Matches num, where num is a positive integer. Represents a reference to the obtained match I won’t support it \num \num
[:alnum:] Matches any letter or number ([a-za-z0-9]), for example: ‘[[: alnum:]]]’ [:alnum:] [:alnum:] [:alnum:] [:alnum:]
[:alpha:] Match any letter ([a-za-z]), for example: ‘[[: alpha)]]’ [:alpha:] [:alpha:] [:alpha:] [:alpha:]
[:digit:] Match any number ([0-9]), for example: ‘[[: digit)]]’ [:digit:] [:digit:] [:digit:] [:digit:]
[:lower:] Matches any lowercase letter ([A-Z]), for example: ‘[[: lower)]]’ [:lower:] [:lower:] [:lower:] [:lower:]
[:upper:] Match any capital letter ([A-Z]) [:upper:] [:upper:] [:upper:] [:upper:]
[:space:] Any white space character: support tab character, space, for example: ‘[[: Space:]]’ [:space:] [:space:] [:space:] [:space:]
[:blank:] Spaces and tabs (horizontal and vertical), for example: ‘[[: blank]]’ ó ‘[\ s / T / v]’ [:blank:] [:blank:] [:blank:] [:blank:]
[:graph:] Any character that can be seen and printed (Note: spaces and line breaks are not included), for example: ‘[[: graph:]]’ [:graph:] [:graph:] [:graph:] [:graph:]
[:print:] Any character that can be printed (Note: does not include: [: CNTRL:], string terminator ‘\ \ 0’, EOF file Terminator (- 1), but includes space symbols), for example: ‘[[: Print:]]’ [:print:] [:print:] [:print:] [:print:]

[:cntrl:]

Any control character (the first 32 characters in the ASCII character set, i.e. decimal representation from 0 to 31, such as line feed, tab, etc.), for example: ‘[[: CNTRL:]]’

[:cntrl:]

[:cntrl:]

[:cntrl:]

[:cntrl:]

[:punct:] Any punctuation mark (excluding the character sets: [: alnum:], [: CNTRL:], [: Space:]) [:punct:] [:punct:] [:punct:] [:punct:]
[:xdigit:] Any hexadecimal number (i.e. 0-9, A-F, A-F) [:xdigit:] [:xdigit:] [:xdigit:] [:xdigit:]
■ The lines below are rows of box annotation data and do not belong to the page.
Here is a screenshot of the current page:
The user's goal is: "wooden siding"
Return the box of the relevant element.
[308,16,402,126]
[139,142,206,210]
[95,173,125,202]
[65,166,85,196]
This article on the grep use “﹣ D” matching number is not successful to solve the article here, more related grep “﹣ D” matching number content, please search the previous articles of developpaer or continue to browse the related articles below, I hope you can support developeppaer more in the future!